I had a thought that the file pointer could be shared, and just checking to
see if the file's private data was set didn't mean that this task set it.
I'm probably wrong about that, and I'm definitely wrong about the fix, since
it will crash taking a reference.  It just took much longer this time.

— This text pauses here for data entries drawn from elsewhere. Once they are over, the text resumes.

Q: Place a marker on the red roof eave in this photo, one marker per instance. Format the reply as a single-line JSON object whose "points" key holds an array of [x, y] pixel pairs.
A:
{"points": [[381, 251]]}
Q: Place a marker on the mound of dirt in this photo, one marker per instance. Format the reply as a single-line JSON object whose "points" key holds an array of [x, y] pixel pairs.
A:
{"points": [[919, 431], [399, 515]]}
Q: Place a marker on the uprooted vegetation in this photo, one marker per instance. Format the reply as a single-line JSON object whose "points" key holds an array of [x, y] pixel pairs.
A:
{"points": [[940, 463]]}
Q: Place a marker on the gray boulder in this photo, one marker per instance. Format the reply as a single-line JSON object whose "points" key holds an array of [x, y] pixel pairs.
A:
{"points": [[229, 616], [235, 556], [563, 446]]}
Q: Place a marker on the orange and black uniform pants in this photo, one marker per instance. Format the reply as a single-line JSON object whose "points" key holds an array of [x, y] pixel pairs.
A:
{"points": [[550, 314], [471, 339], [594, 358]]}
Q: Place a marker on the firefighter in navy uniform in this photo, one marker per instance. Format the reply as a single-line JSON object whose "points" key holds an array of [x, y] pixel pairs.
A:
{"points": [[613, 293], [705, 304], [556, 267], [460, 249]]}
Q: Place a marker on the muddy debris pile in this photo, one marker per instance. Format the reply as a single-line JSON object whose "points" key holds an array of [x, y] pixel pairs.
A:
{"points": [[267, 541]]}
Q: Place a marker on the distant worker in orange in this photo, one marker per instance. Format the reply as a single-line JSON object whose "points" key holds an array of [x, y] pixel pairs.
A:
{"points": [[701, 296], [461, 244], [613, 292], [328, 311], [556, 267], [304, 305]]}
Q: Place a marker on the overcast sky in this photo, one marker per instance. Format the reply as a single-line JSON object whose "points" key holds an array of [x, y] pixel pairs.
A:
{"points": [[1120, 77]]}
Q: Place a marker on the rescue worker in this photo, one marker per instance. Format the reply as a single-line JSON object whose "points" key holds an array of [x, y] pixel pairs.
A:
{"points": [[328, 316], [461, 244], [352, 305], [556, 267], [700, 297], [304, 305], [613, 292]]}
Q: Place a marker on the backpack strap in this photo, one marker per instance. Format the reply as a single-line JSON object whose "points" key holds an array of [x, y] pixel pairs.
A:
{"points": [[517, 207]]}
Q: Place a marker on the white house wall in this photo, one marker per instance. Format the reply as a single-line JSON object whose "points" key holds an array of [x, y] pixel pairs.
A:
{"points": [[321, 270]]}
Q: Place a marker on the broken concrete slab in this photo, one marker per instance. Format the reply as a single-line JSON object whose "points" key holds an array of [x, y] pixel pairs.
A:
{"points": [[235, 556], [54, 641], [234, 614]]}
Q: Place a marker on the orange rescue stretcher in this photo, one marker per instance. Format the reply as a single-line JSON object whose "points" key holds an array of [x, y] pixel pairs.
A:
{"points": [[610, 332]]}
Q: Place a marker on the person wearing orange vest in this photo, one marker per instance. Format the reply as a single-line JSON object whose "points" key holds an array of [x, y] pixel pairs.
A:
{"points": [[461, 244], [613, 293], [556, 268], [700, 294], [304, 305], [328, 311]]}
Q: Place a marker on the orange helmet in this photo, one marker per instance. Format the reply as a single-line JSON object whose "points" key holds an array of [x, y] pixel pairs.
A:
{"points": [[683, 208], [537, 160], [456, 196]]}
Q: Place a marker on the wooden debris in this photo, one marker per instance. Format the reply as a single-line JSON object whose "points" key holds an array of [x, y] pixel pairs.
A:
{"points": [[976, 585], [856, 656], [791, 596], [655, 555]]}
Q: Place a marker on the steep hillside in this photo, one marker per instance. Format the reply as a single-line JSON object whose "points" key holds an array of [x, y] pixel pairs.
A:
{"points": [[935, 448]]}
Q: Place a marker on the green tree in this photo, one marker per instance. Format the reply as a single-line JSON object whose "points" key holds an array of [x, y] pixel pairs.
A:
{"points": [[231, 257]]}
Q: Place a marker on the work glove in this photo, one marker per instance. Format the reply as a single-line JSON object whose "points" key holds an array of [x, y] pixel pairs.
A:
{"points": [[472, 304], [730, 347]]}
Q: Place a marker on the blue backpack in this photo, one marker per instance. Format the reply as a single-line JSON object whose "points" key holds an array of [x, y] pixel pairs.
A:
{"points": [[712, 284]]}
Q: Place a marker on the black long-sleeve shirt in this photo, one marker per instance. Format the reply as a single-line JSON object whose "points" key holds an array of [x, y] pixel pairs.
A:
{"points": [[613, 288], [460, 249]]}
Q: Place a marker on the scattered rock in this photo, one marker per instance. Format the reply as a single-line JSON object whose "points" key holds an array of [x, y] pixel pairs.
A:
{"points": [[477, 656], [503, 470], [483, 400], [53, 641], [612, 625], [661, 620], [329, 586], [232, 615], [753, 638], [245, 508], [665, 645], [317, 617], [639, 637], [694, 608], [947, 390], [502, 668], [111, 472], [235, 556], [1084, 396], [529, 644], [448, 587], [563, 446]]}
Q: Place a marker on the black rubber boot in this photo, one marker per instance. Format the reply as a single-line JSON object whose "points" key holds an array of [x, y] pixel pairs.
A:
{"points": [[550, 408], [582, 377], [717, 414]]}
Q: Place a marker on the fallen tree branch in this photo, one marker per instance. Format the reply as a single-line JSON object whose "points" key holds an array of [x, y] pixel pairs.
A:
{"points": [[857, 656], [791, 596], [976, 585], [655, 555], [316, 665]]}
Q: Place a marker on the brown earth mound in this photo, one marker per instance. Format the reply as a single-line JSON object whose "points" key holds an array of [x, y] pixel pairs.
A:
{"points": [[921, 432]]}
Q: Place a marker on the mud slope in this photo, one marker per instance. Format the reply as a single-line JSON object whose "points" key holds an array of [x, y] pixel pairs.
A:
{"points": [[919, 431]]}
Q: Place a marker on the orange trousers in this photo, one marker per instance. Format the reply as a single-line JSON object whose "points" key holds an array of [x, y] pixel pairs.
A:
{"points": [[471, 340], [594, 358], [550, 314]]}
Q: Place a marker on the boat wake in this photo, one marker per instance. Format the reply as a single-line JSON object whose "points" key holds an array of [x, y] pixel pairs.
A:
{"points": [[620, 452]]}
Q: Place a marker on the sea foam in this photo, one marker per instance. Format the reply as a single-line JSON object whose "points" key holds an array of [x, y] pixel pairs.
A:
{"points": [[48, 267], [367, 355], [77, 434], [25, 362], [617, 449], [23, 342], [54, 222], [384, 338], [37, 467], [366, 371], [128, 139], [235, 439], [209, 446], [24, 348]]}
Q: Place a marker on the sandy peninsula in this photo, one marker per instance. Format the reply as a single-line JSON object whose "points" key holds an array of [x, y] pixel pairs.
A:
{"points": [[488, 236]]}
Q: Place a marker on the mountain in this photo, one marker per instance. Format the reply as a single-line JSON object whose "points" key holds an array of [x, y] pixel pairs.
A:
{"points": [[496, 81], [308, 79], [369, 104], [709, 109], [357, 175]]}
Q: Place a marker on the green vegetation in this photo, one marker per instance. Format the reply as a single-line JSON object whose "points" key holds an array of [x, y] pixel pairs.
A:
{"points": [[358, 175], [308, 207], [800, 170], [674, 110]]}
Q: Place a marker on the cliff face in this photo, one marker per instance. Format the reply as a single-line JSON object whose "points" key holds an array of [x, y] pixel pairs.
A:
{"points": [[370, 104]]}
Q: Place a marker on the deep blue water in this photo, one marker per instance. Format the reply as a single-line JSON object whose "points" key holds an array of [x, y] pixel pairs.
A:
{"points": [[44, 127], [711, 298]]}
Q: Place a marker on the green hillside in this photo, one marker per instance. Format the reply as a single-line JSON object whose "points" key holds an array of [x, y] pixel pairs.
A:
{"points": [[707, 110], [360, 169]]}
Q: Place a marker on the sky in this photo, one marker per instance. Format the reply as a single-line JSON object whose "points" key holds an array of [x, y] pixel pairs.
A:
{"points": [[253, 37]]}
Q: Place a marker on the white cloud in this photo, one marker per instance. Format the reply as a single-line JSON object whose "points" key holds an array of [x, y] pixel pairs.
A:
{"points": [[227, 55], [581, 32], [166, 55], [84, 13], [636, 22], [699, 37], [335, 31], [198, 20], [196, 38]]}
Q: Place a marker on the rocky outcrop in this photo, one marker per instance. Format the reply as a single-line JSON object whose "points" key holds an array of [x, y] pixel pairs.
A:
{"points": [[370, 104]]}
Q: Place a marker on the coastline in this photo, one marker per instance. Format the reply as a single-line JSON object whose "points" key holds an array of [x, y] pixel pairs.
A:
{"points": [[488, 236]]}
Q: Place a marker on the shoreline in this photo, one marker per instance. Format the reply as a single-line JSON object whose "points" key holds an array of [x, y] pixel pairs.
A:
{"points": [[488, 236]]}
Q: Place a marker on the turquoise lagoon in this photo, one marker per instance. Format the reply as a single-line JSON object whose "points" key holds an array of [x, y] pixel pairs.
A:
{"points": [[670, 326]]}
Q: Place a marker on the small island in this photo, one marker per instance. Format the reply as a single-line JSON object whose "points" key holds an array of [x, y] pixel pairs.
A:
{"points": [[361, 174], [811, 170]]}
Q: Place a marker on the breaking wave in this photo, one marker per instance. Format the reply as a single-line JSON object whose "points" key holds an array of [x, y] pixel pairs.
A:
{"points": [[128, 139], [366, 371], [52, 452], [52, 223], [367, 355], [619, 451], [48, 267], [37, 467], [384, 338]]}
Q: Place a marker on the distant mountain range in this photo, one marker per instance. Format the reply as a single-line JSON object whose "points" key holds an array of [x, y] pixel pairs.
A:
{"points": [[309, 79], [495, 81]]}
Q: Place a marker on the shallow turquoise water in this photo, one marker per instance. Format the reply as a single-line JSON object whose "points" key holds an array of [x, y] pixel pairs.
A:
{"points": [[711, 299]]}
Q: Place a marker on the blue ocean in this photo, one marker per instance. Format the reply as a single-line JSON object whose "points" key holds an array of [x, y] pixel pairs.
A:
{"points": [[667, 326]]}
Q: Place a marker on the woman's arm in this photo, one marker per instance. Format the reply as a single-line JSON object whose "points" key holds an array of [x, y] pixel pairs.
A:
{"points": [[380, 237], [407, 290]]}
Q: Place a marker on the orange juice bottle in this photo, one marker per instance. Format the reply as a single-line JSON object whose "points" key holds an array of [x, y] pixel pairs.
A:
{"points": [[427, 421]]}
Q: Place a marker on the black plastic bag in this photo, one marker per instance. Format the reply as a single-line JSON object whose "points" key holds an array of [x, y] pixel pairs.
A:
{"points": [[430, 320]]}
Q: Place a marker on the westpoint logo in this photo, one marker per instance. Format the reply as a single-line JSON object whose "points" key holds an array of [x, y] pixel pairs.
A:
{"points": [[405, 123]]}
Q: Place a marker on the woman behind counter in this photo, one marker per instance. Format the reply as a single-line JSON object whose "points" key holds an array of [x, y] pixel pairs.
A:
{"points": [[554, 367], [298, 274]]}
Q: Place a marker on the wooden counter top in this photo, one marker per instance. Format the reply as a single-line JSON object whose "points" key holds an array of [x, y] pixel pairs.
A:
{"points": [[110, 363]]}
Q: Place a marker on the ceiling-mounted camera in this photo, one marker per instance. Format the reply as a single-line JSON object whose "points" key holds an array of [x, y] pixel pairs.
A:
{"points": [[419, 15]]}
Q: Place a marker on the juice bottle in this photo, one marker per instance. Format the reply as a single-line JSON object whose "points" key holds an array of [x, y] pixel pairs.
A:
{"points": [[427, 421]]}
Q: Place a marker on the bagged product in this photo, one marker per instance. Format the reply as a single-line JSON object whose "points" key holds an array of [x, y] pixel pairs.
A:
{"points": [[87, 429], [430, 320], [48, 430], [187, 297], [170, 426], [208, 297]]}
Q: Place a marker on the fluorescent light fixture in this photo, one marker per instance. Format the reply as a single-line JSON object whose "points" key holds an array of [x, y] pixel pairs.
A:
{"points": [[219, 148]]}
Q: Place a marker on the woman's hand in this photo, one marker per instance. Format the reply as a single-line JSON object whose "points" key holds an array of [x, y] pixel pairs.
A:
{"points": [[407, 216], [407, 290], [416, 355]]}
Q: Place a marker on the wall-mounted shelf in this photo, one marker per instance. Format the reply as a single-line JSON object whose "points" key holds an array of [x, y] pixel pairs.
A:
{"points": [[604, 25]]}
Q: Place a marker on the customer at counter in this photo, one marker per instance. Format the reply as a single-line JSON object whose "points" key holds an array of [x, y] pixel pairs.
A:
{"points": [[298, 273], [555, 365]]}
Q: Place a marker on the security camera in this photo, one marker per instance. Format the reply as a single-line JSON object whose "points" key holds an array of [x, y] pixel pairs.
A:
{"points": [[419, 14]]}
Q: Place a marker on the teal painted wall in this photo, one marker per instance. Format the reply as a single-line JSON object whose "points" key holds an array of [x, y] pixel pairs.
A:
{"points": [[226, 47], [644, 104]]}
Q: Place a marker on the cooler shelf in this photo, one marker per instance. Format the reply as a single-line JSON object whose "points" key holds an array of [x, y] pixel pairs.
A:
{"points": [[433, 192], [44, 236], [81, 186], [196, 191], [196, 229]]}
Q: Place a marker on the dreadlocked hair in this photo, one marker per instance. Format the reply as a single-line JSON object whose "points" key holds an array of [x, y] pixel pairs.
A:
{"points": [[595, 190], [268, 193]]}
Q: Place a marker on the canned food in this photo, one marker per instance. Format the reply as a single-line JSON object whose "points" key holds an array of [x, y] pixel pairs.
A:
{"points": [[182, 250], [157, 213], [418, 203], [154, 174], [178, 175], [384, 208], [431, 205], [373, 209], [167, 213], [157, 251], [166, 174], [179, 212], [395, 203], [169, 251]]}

>>     I'm getting this on generic/089:
>>
>> [  651.855291] run fstests generic/089 at 2016-11-01 11:15:57
>> [  652.645828] NFS: nfs4_reclaim_open_state: Lock reclaim failed!
>> [  653.166259] NFSD: client ::1 testing state ID with incorrect client
>> ID
>> [  653.167218] BUG: unable to handle kernel NULL pointer dereference at
>> 0000000000000018
>
> I think this BUG is happening in nfs41_check_expired_locks.
> This:
> 	list_for_each_entry(lsp, &state->lock_states, ls_locks) {
> walks off the end of a list, finding a NULL on a list which should never
> have a NULL pointer.  That does suggest a use-after-free of an
> nfs4_lock_state, or possibly of an nfs4_state.
>
> I can't see it in the code yet though.

Yes, walking off the list, and I had some idea that we were getting
duplicate fl_owners from a bad lock_context, but today that doesn't make
any sense to me.  I can't see how this can happen either.

>>
>> Something else is also wrong there.. wrapping that with
>> get_nfs_open_context() makes the crash go away, but there are still
>> several
>> "NFS: nfs4_reclaim_open_state: Lock reclaim failed!" in the log.   Why
>> would
>> we be doing reclaim at all?  I'll look at a network capture next.
>
> The
>> [  653.166259] NFSD: client ::1 testing state ID with incorrect client ID
>
> errors suggests that the client is sending a stateid that doesn't match
> the client id, so the server reports and error and the client enters
> state recovery.
> Maybe one thread is dropping a flock lock while another thread is using
> it for some IO and they race?  I think there are refcounts in place to
> protect that but something might be missing.
>
> I look forward to seeing the network capture.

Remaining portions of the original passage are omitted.